Most have not heard of this violent period in American history because the governments of Tulsa and Oklahoma wiped the incident from official records decades ago. A few television watchers became aware due to fictional accounts in two series, Watchmen and Lovecraft Country, in 2019-2020. Now there are three documentaries available this week for an in-depth education:
- Tulsa Burning – History Channel, May 30th
- Tulsa: the Fire and the Forgotten – PBS, May 31st
- Dreamland: The Burning of Black Wall Street – CNN and HBO, May 31st
The Dreamland documentary has a number of executive producers, including basketball legend Lebron James. Featured in the film are sobering testimonies of Viola Fletcher and two of her siblings, who lived in the Greenwood section of Tulsa in 1921. In less than 24 hours a prosperous neighborhood of self-made Americans of color was burned to the ground, destroying 190 businesses and hundreds of homes. Those who testified recently, and survivors who were interviewed on other occasions, seek recognition and remembrance.
Chief among the defenders of Greenwood, also known as the Black Wall Street, were veterans of World War I [1914-1918], who had fought in France and who returned to the U.S. hoping for improved prospects. Some veterans were lynched in their uniforms when they returned to their home states.
The Dreamland documentary draws the viewer in with fascinating photographs of a lost way of life — happy families with successful small businesses in a segregated section of Tulsa. There were churches, schools, a library, hospital, professional offices, two newspapers. These residents, of Black and Indigenous heritage, were tasked with pulling themselves up by their bootstraps and they did so. Their success aroused jealousy in others.
There remains trauma from the massacre, the destruction of a way of life, and the missing ancestors.
The Dreamland documentary points out that Oklahoma was a territory when the Five Civilized Tribes — Chickasaw, Creek, Cherokee, Choctaw and Seminole — were coerced into walking from southeastern states to Oklahoma territory on the infamous Trail of Tears. Many hundreds died in the process. Intermarried with Blacks, many of whom had been enslaved by the Tribes, many refugees prospered when oil was discovered on their new lands.
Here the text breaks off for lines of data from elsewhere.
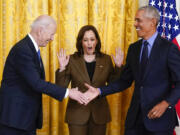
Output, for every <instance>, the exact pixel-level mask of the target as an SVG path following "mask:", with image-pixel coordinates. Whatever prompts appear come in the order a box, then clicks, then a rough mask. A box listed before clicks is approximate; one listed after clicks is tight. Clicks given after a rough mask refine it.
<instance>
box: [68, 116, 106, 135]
mask: <svg viewBox="0 0 180 135" xmlns="http://www.w3.org/2000/svg"><path fill="white" fill-rule="evenodd" d="M68 127H69V134H70V135H106V124H96V123H95V122H94V120H93V118H92V116H90V118H89V121H88V122H87V123H86V124H84V125H77V124H68Z"/></svg>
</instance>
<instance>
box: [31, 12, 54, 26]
mask: <svg viewBox="0 0 180 135" xmlns="http://www.w3.org/2000/svg"><path fill="white" fill-rule="evenodd" d="M50 24H56V22H55V20H54V19H53V18H52V17H51V16H48V15H41V16H39V17H38V18H37V19H36V20H34V22H33V23H32V24H31V28H32V29H33V28H36V27H39V26H42V27H47V26H48V25H50Z"/></svg>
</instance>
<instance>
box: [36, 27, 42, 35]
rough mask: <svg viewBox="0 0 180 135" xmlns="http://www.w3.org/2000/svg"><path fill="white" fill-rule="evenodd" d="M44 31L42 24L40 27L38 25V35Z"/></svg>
mask: <svg viewBox="0 0 180 135" xmlns="http://www.w3.org/2000/svg"><path fill="white" fill-rule="evenodd" d="M42 33H43V27H42V26H40V27H38V29H37V34H38V36H41V35H42Z"/></svg>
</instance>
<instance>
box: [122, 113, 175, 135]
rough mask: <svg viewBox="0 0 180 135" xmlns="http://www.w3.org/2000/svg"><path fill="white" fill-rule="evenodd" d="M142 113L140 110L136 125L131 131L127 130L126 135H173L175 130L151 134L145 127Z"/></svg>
mask: <svg viewBox="0 0 180 135" xmlns="http://www.w3.org/2000/svg"><path fill="white" fill-rule="evenodd" d="M142 116H143V115H142V112H141V110H139V113H138V116H137V120H136V124H135V126H134V127H133V128H131V129H125V135H173V129H171V130H166V131H157V132H151V131H148V130H147V129H146V127H145V125H144V122H143V118H142Z"/></svg>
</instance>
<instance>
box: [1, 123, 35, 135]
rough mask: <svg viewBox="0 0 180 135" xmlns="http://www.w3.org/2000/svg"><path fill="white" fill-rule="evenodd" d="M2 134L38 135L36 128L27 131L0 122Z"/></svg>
mask: <svg viewBox="0 0 180 135" xmlns="http://www.w3.org/2000/svg"><path fill="white" fill-rule="evenodd" d="M0 135H36V130H33V131H26V130H22V129H17V128H13V127H8V126H5V125H2V124H0Z"/></svg>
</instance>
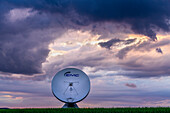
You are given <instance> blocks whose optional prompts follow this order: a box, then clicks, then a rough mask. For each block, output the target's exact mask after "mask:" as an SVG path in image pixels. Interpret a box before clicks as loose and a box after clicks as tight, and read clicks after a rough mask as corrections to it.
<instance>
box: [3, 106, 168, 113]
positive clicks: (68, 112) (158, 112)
mask: <svg viewBox="0 0 170 113" xmlns="http://www.w3.org/2000/svg"><path fill="white" fill-rule="evenodd" d="M0 113H170V108H169V107H168V108H167V107H158V108H40V109H39V108H37V109H35V108H34V109H0Z"/></svg>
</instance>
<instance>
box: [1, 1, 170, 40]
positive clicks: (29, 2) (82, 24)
mask: <svg viewBox="0 0 170 113" xmlns="http://www.w3.org/2000/svg"><path fill="white" fill-rule="evenodd" d="M1 2H2V1H1ZM5 2H8V3H9V4H12V5H14V6H17V7H30V8H34V9H35V10H39V11H45V12H50V13H61V14H62V15H67V14H68V13H70V12H72V11H73V10H74V11H75V12H76V13H78V14H79V15H80V16H81V17H82V18H79V19H76V18H74V17H73V16H72V15H70V16H69V18H71V19H72V22H74V23H76V24H78V25H87V24H84V22H85V23H87V18H88V20H90V21H91V22H106V21H111V22H119V23H127V24H130V25H131V26H132V27H131V28H132V30H133V31H134V32H135V33H137V34H143V35H146V36H148V37H150V38H151V39H152V40H157V37H156V33H155V31H154V30H153V29H156V28H161V29H163V30H164V31H169V24H168V23H167V21H166V20H167V19H169V18H170V12H169V10H170V7H169V6H170V2H169V0H161V1H160V0H149V1H148V0H126V1H125V0H114V1H110V0H107V1H106V0H52V1H51V0H41V1H34V0H29V1H28V0H6V1H5ZM74 16H75V15H74ZM67 17H68V15H67ZM83 17H84V18H83ZM85 18H86V19H85ZM83 19H85V20H86V21H82V20H83Z"/></svg>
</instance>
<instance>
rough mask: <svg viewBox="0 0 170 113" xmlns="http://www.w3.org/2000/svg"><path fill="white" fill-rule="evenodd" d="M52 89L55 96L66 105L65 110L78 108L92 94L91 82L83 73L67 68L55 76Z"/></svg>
mask: <svg viewBox="0 0 170 113" xmlns="http://www.w3.org/2000/svg"><path fill="white" fill-rule="evenodd" d="M51 87H52V92H53V95H54V96H55V97H56V98H57V99H58V100H60V101H62V102H64V103H65V105H64V106H63V108H70V107H73V108H78V106H77V104H76V103H77V102H80V101H82V100H83V99H85V98H86V97H87V95H88V94H89V92H90V80H89V78H88V76H87V75H86V74H85V73H84V72H83V71H81V70H79V69H76V68H66V69H63V70H61V71H59V72H58V73H57V74H56V75H55V76H54V78H53V80H52V83H51Z"/></svg>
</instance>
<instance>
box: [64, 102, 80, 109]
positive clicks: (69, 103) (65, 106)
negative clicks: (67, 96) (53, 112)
mask: <svg viewBox="0 0 170 113" xmlns="http://www.w3.org/2000/svg"><path fill="white" fill-rule="evenodd" d="M62 108H79V107H78V106H77V104H76V103H65V104H64V106H63V107H62Z"/></svg>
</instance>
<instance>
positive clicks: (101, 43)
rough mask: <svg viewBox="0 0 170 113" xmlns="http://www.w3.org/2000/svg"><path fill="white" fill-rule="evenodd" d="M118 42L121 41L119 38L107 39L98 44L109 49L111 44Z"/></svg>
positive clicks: (102, 46)
mask: <svg viewBox="0 0 170 113" xmlns="http://www.w3.org/2000/svg"><path fill="white" fill-rule="evenodd" d="M118 42H121V40H120V39H111V40H109V41H107V42H100V43H99V45H100V46H101V47H105V48H107V49H110V47H111V46H112V45H114V44H115V43H118Z"/></svg>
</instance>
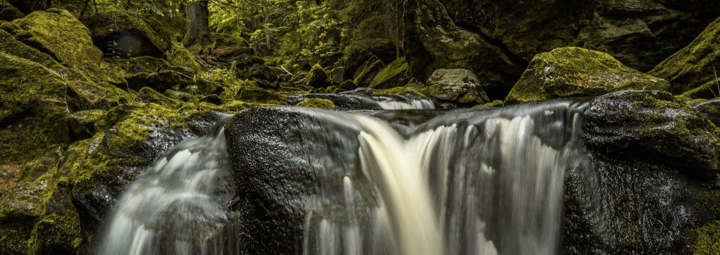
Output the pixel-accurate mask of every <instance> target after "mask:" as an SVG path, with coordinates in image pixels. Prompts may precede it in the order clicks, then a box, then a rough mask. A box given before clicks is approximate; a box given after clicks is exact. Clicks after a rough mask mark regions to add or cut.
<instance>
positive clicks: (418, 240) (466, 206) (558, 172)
mask: <svg viewBox="0 0 720 255" xmlns="http://www.w3.org/2000/svg"><path fill="white" fill-rule="evenodd" d="M573 107H574V106H573V105H571V104H570V103H567V102H554V103H546V104H543V105H541V106H540V107H538V106H517V107H509V108H507V109H499V110H484V111H483V110H474V111H467V112H458V113H455V114H447V115H444V116H441V117H438V118H436V119H434V120H431V121H429V122H428V123H426V124H425V125H423V126H420V127H417V128H416V131H415V132H414V133H413V134H412V135H410V136H409V137H404V136H401V135H400V134H398V133H397V131H396V129H394V128H391V126H390V125H389V124H388V123H386V122H384V121H381V120H379V119H375V118H372V117H368V116H362V115H350V116H348V117H349V118H350V119H352V120H354V122H355V125H357V126H359V127H360V130H361V131H360V134H359V135H358V140H359V148H358V160H359V162H360V168H361V172H362V176H363V177H362V178H368V179H369V182H370V183H372V185H373V186H374V189H375V192H376V194H377V196H378V200H379V201H378V206H377V207H376V208H373V209H367V210H369V212H367V214H368V215H369V216H365V217H361V216H359V215H362V213H360V211H362V210H361V209H359V207H360V206H361V205H360V204H355V201H356V199H353V196H352V195H350V194H353V183H354V182H356V181H358V182H360V181H361V180H353V179H351V178H350V177H349V176H345V177H343V178H342V179H341V180H338V181H341V182H343V183H344V186H343V187H344V188H343V189H344V190H343V192H344V193H345V194H346V195H345V201H344V202H342V203H341V204H340V205H339V206H343V207H344V208H345V211H346V212H345V215H344V217H346V218H347V219H344V220H340V221H338V220H332V219H326V218H323V217H322V216H319V215H315V214H314V213H310V214H308V218H307V220H306V222H305V225H306V226H305V228H306V230H305V237H304V239H305V244H304V245H305V249H304V251H303V252H304V253H303V254H305V255H310V254H346V255H350V254H403V255H411V254H412V255H440V254H479V255H480V254H484V255H495V254H557V253H558V244H559V238H560V226H561V223H560V220H561V212H562V204H563V178H564V173H565V170H566V169H568V168H569V167H573V166H575V165H578V164H579V163H580V162H581V161H583V160H586V159H584V156H583V155H584V154H583V153H582V150H581V149H582V148H580V147H579V146H578V143H577V142H576V141H575V140H576V139H577V137H578V132H579V131H578V130H579V124H580V123H579V122H580V115H579V113H578V111H576V110H573ZM329 192H330V191H325V193H329ZM311 203H312V202H311ZM335 218H337V217H335Z"/></svg>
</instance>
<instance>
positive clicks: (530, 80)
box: [505, 47, 670, 105]
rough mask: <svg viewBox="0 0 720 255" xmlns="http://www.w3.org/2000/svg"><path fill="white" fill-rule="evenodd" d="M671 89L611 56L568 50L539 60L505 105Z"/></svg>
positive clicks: (518, 81)
mask: <svg viewBox="0 0 720 255" xmlns="http://www.w3.org/2000/svg"><path fill="white" fill-rule="evenodd" d="M669 87H670V84H669V83H668V82H667V81H665V80H663V79H660V78H656V77H653V76H650V75H647V74H643V73H640V72H638V71H637V70H635V69H632V68H629V67H627V66H625V65H623V64H622V63H620V61H617V60H616V59H614V58H613V57H612V56H610V55H608V54H605V53H602V52H597V51H592V50H587V49H583V48H577V47H565V48H557V49H554V50H552V51H550V52H545V53H541V54H538V55H537V56H535V58H533V60H532V62H531V63H530V66H529V67H528V69H527V70H525V73H523V75H522V77H520V80H519V81H518V82H517V83H516V84H515V86H514V87H513V89H512V90H511V91H510V94H509V95H508V96H507V98H506V99H505V104H506V105H507V104H515V103H523V102H530V101H540V100H546V99H552V98H566V97H588V96H598V95H602V94H605V93H608V92H612V91H618V90H633V89H644V90H662V91H665V90H668V89H669Z"/></svg>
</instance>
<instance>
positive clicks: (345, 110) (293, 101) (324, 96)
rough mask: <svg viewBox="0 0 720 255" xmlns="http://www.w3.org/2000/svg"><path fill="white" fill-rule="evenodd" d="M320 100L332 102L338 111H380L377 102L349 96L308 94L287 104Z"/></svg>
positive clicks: (364, 96)
mask: <svg viewBox="0 0 720 255" xmlns="http://www.w3.org/2000/svg"><path fill="white" fill-rule="evenodd" d="M311 98H318V99H327V100H330V101H332V102H333V103H334V104H335V106H336V107H337V109H338V110H344V111H347V110H380V109H382V108H381V107H380V105H378V104H377V103H376V102H375V101H373V100H372V99H370V98H369V97H366V96H357V95H348V94H306V95H292V96H289V97H288V99H287V101H286V103H287V104H289V105H296V104H298V103H300V102H302V101H304V100H306V99H311Z"/></svg>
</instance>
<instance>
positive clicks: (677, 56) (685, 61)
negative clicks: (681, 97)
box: [649, 18, 720, 98]
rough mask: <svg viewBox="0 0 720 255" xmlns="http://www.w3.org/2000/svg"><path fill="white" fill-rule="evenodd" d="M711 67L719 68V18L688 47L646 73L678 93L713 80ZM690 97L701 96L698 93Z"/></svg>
mask: <svg viewBox="0 0 720 255" xmlns="http://www.w3.org/2000/svg"><path fill="white" fill-rule="evenodd" d="M713 66H715V67H716V68H720V18H718V19H716V20H715V21H713V22H712V23H710V25H708V27H707V28H705V30H704V31H703V32H702V33H701V34H700V35H699V36H698V37H697V38H695V40H693V41H692V42H691V43H690V44H689V45H688V46H687V47H685V48H683V49H681V50H680V51H678V52H677V53H675V54H673V55H672V56H670V57H668V58H667V59H665V60H663V61H662V62H660V64H658V65H657V66H656V67H655V68H654V69H653V70H651V71H650V72H649V74H651V75H654V76H657V77H661V78H664V79H667V80H668V81H670V83H671V84H672V87H671V89H670V91H671V92H673V93H676V94H680V93H685V92H689V91H691V90H693V89H695V88H698V87H701V86H704V85H706V84H707V83H708V82H709V81H713V80H715V79H716V78H715V72H714V70H713ZM692 94H695V95H696V96H700V95H698V94H697V92H693V93H692ZM704 98H710V97H704Z"/></svg>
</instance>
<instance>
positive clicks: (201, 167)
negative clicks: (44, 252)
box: [95, 117, 239, 255]
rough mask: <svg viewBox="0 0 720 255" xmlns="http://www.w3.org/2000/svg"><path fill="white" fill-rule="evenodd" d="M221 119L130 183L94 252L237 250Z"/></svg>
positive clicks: (157, 163) (223, 122) (227, 156)
mask: <svg viewBox="0 0 720 255" xmlns="http://www.w3.org/2000/svg"><path fill="white" fill-rule="evenodd" d="M226 119H227V117H226ZM222 123H224V121H221V122H220V123H219V124H217V125H216V126H215V127H214V128H213V130H212V131H211V132H210V133H209V134H208V135H206V136H204V137H201V138H198V139H194V140H189V141H185V142H182V143H181V144H179V145H177V146H175V147H174V148H173V149H171V150H170V151H169V152H168V153H166V154H165V155H164V156H163V157H162V158H160V159H159V160H158V161H156V163H155V164H154V165H153V166H152V167H151V168H150V169H148V170H147V172H145V173H144V174H143V175H141V176H140V177H139V178H138V180H137V181H135V182H134V183H133V184H131V185H130V187H129V188H128V190H127V191H126V192H125V193H124V194H123V195H122V197H121V198H120V199H119V200H118V203H117V205H116V206H115V208H114V212H113V213H112V215H111V217H110V221H109V224H107V225H106V226H105V227H104V229H105V232H104V233H103V234H102V235H101V239H100V240H101V241H100V242H99V243H98V245H97V247H96V248H95V254H98V255H101V254H102V255H144V254H188V255H190V254H193V255H195V254H239V253H238V252H239V247H237V245H238V244H239V242H237V240H234V239H237V238H236V237H234V236H237V234H236V233H235V234H233V231H232V230H233V228H232V225H233V224H232V222H231V218H232V215H231V213H230V212H229V211H228V210H226V207H227V206H228V205H227V203H228V202H229V201H231V200H232V196H233V195H234V192H235V189H234V183H233V182H232V178H231V176H230V171H229V163H228V155H227V150H226V147H227V146H226V143H225V135H224V130H223V126H222Z"/></svg>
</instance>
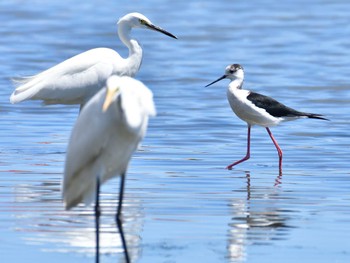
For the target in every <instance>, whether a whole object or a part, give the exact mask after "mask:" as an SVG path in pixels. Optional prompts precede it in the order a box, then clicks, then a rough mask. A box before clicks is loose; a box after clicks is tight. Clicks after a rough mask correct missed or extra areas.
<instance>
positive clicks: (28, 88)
mask: <svg viewBox="0 0 350 263" xmlns="http://www.w3.org/2000/svg"><path fill="white" fill-rule="evenodd" d="M132 28H146V29H151V30H155V31H158V32H161V33H163V34H165V35H167V36H170V37H173V38H176V37H175V36H174V35H172V34H171V33H169V32H167V31H165V30H164V29H162V28H160V27H157V26H155V25H153V24H152V23H151V21H150V20H149V19H148V18H147V17H145V16H144V15H142V14H139V13H130V14H127V15H125V16H123V17H122V18H121V19H120V20H119V21H118V35H119V38H120V40H121V41H122V42H123V43H124V44H125V45H126V46H127V47H128V49H129V56H128V57H127V58H122V57H121V56H120V55H119V54H118V53H117V52H116V51H114V50H113V49H110V48H95V49H91V50H88V51H86V52H84V53H81V54H78V55H76V56H74V57H72V58H70V59H67V60H65V61H63V62H62V63H60V64H58V65H56V66H54V67H52V68H49V69H48V70H45V71H43V72H42V73H39V74H38V75H35V76H32V77H26V78H22V79H19V80H18V82H19V86H18V87H17V88H16V89H15V91H14V92H13V93H12V95H11V97H10V101H11V103H18V102H21V101H24V100H42V101H43V103H44V104H80V109H81V108H82V107H83V106H84V104H85V103H86V102H87V101H88V100H89V99H90V98H91V97H92V96H93V95H94V94H96V93H97V92H98V91H99V90H100V89H101V88H103V87H104V85H105V84H106V80H107V79H108V78H109V77H110V76H112V75H118V76H130V77H133V76H135V74H136V73H137V72H138V70H139V68H140V66H141V61H142V49H141V47H140V45H139V44H138V42H137V41H136V40H134V39H131V38H130V32H131V29H132Z"/></svg>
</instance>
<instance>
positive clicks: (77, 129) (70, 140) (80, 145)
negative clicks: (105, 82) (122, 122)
mask: <svg viewBox="0 0 350 263" xmlns="http://www.w3.org/2000/svg"><path fill="white" fill-rule="evenodd" d="M104 95H105V90H101V91H100V92H99V93H98V94H96V95H95V96H94V97H93V98H92V99H91V100H90V101H89V102H88V103H87V104H86V106H85V107H84V109H83V110H82V111H81V113H80V115H79V117H78V119H77V121H76V123H75V125H74V128H73V130H72V133H71V137H70V142H69V146H68V149H67V155H66V163H65V171H64V180H63V189H62V190H63V198H64V201H65V204H66V207H67V208H68V209H69V208H71V207H73V206H75V205H76V204H78V203H80V202H81V201H83V198H84V197H85V196H86V195H89V194H92V193H94V190H95V189H94V187H93V186H94V185H95V182H96V176H97V175H98V173H100V172H101V171H99V170H96V169H99V166H98V164H97V163H96V160H97V159H98V157H99V155H100V153H101V152H102V151H103V149H104V148H105V147H106V144H107V141H106V132H105V130H106V129H108V125H110V122H108V120H106V118H104V117H105V116H104V114H102V101H103V99H104Z"/></svg>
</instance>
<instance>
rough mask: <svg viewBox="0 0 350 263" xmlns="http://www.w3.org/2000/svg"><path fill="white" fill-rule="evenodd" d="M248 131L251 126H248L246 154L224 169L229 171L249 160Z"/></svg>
mask: <svg viewBox="0 0 350 263" xmlns="http://www.w3.org/2000/svg"><path fill="white" fill-rule="evenodd" d="M250 129H251V126H250V124H248V138H247V154H246V155H245V156H244V157H243V158H242V159H241V160H239V161H237V162H234V163H233V164H230V165H229V166H227V167H226V169H229V170H231V169H232V167H233V166H235V165H237V164H239V163H242V162H244V161H246V160H248V159H249V158H250Z"/></svg>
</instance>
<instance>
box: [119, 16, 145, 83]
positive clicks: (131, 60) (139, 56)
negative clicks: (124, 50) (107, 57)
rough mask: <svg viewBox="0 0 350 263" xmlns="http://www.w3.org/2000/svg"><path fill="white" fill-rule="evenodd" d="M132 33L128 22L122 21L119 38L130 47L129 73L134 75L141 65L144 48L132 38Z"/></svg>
mask: <svg viewBox="0 0 350 263" xmlns="http://www.w3.org/2000/svg"><path fill="white" fill-rule="evenodd" d="M130 33H131V27H130V26H129V25H128V24H127V23H123V22H121V23H120V24H119V25H118V35H119V38H120V40H121V41H122V42H123V43H124V45H125V46H127V47H128V49H129V56H128V57H127V58H126V64H127V65H128V66H129V71H130V72H129V74H128V75H129V76H132V77H133V76H134V75H135V74H136V72H137V71H138V70H139V68H140V66H141V62H142V48H141V46H140V45H139V43H137V41H136V40H135V39H131V37H130Z"/></svg>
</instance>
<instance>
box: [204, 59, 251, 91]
mask: <svg viewBox="0 0 350 263" xmlns="http://www.w3.org/2000/svg"><path fill="white" fill-rule="evenodd" d="M222 79H230V80H235V79H242V80H243V79H244V71H243V67H242V66H241V65H239V64H232V65H228V66H227V67H226V69H225V74H224V75H223V76H221V77H220V78H218V79H217V80H215V81H213V82H211V83H209V84H208V85H206V87H208V86H210V85H212V84H214V83H216V82H218V81H220V80H222Z"/></svg>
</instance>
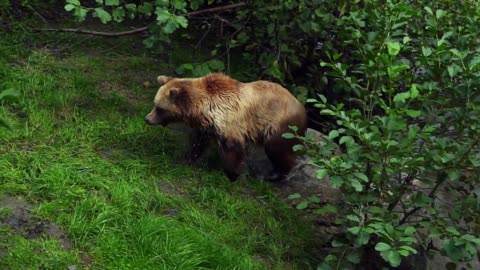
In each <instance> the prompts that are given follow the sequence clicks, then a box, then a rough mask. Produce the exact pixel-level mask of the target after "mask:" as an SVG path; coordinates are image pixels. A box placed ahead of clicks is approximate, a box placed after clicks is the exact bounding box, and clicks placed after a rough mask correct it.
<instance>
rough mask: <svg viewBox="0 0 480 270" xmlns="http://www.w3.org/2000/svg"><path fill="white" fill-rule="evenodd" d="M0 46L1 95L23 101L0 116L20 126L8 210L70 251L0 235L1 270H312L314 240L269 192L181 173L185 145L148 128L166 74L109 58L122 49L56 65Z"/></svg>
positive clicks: (94, 52)
mask: <svg viewBox="0 0 480 270" xmlns="http://www.w3.org/2000/svg"><path fill="white" fill-rule="evenodd" d="M0 35H2V39H1V40H0V90H1V89H7V88H13V89H15V90H17V91H19V92H20V94H21V96H20V99H19V101H18V102H13V103H12V102H8V103H7V104H4V106H1V107H0V116H6V117H7V118H8V119H9V121H10V123H11V124H12V126H13V130H12V131H7V130H5V129H1V130H0V146H1V147H0V171H1V175H0V200H1V199H2V198H7V197H12V196H19V197H22V198H24V200H26V201H27V202H28V203H30V204H31V205H33V215H34V216H36V217H40V218H41V219H44V220H48V221H50V222H53V223H56V224H58V225H59V226H61V227H62V228H63V229H64V230H65V232H66V233H67V235H68V237H69V239H70V241H71V243H72V246H73V248H71V249H64V248H62V247H61V245H60V244H59V241H58V239H54V238H52V237H48V236H44V237H40V238H39V237H37V238H34V239H27V238H26V237H25V236H23V235H22V234H18V233H15V232H13V231H12V229H11V228H10V227H8V226H5V225H0V235H2V233H3V236H0V256H1V257H0V269H67V266H69V265H77V267H78V268H79V269H82V268H90V269H198V268H203V269H262V268H268V269H306V268H308V266H307V263H309V262H311V259H310V257H309V255H308V254H309V252H308V251H309V247H310V242H311V240H312V239H310V238H311V231H310V229H309V227H308V225H306V224H303V223H302V221H301V220H300V218H299V216H298V215H297V213H296V212H295V211H294V210H292V209H290V208H289V207H288V206H286V204H285V203H283V202H282V201H280V200H279V199H277V198H276V196H275V195H274V194H273V193H272V191H271V189H270V187H269V185H268V184H266V183H264V182H261V181H259V180H255V179H247V180H244V181H239V182H237V183H233V184H232V183H230V182H229V181H228V180H227V179H226V178H225V177H224V176H223V174H222V173H221V172H218V171H207V170H204V169H202V168H191V167H187V166H181V165H178V163H177V162H176V160H177V159H178V157H179V155H180V154H181V153H182V150H183V145H184V144H185V142H184V141H183V140H182V139H180V138H178V137H179V134H177V133H176V132H174V131H171V130H168V129H161V128H151V127H147V126H145V125H144V122H143V117H144V115H145V114H146V113H148V111H149V110H150V106H151V99H152V97H153V95H154V92H155V86H152V87H150V88H149V89H145V87H144V86H143V85H142V82H143V81H145V80H152V78H155V76H156V75H158V74H161V73H168V72H170V71H171V70H170V69H169V68H170V67H169V66H167V65H165V64H161V62H153V61H152V60H151V59H149V58H148V57H138V56H133V53H126V52H125V51H128V50H129V49H128V48H126V49H125V50H124V52H122V51H121V50H118V49H115V50H112V49H109V48H111V47H110V46H112V45H113V44H115V43H116V42H119V41H118V40H116V41H114V40H109V41H104V40H100V42H101V43H93V42H92V44H93V45H92V46H90V47H89V45H88V42H87V41H85V40H84V41H82V42H81V43H78V44H79V45H75V46H76V48H78V47H79V46H80V48H81V50H77V51H76V52H75V53H72V54H68V55H63V56H62V57H59V56H58V55H57V56H56V55H54V54H52V51H49V50H45V49H38V48H37V49H32V50H30V49H27V48H26V47H25V46H26V44H28V45H29V46H31V45H32V44H33V45H35V43H36V42H37V41H34V40H35V39H33V38H32V37H28V36H27V37H19V36H15V35H14V34H8V35H7V34H5V33H0ZM51 37H52V38H54V39H50V41H49V42H53V41H52V40H55V42H56V45H58V44H61V43H62V39H61V38H58V37H59V36H53V35H52V36H51ZM60 37H61V36H60ZM36 38H38V36H37V37H36ZM64 38H65V39H69V43H68V44H67V45H62V46H63V47H64V48H65V47H67V46H69V44H76V42H77V41H76V40H72V39H74V38H76V37H73V36H68V37H64ZM84 38H85V37H81V38H78V40H83V39H84ZM47 40H48V39H47ZM88 41H91V39H89V40H88ZM124 43H126V44H128V41H127V42H124ZM50 44H51V43H50ZM96 44H97V45H98V44H101V45H98V46H97V45H96ZM37 45H38V44H37ZM87 51H88V53H85V52H87ZM0 210H2V209H0ZM5 212H6V211H3V212H2V211H0V215H2V214H1V213H3V215H7V214H8V213H7V214H5ZM0 224H1V223H0ZM2 252H3V253H4V254H3V255H2ZM7 253H8V255H5V254H7ZM85 258H87V259H85Z"/></svg>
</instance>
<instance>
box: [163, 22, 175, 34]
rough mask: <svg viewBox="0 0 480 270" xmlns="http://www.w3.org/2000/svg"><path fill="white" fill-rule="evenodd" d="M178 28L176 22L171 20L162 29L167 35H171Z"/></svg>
mask: <svg viewBox="0 0 480 270" xmlns="http://www.w3.org/2000/svg"><path fill="white" fill-rule="evenodd" d="M177 28H178V26H177V23H176V22H175V21H174V20H169V21H167V23H166V24H165V25H164V26H163V27H162V30H163V32H164V33H165V34H171V33H173V32H175V30H177Z"/></svg>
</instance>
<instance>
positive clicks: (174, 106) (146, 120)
mask: <svg viewBox="0 0 480 270" xmlns="http://www.w3.org/2000/svg"><path fill="white" fill-rule="evenodd" d="M157 80H158V83H159V84H160V89H158V92H157V95H156V96H155V100H154V103H155V105H154V107H153V109H152V111H151V112H150V113H149V114H148V115H147V116H146V117H145V122H146V123H147V124H149V125H162V126H166V125H168V124H170V123H174V122H179V121H182V120H183V119H184V117H185V114H186V112H187V111H188V109H189V108H191V105H192V104H191V100H192V97H191V95H190V92H191V88H192V81H191V80H188V79H176V78H171V77H167V76H158V78H157Z"/></svg>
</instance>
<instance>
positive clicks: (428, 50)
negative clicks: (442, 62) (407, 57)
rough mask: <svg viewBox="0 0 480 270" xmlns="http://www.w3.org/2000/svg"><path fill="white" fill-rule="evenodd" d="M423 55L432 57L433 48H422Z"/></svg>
mask: <svg viewBox="0 0 480 270" xmlns="http://www.w3.org/2000/svg"><path fill="white" fill-rule="evenodd" d="M422 53H423V56H425V57H429V56H430V55H432V48H430V47H422Z"/></svg>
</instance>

Greenwood in Tulsa was one of the most successful Black communities in the U.S.
Interviews with the elders who remember, with their descendants, and with local political figures fill in the blanks for viewers. Oral history and rumors of unmarked graves finally spark open questioning over the decades. A commission is established. Slow but steady progress is made. Restless ghosts are referenced by some of the searchers for justice. Descendants of those who seek justice speak of red birds circling the Oaklawn Cemetery when the first bones are discovered in unmarked graves, through the use of ground-penetrating radar.
There remains trauma from the massacre, the destruction of a way of life, and the missing ancestors. The search for what happened to Greenwood is essential to help heal the wounds. Participants in the research speak of recognizing resilience and rebuilding community.
Dreamland is a beautifully produced and moving documentary.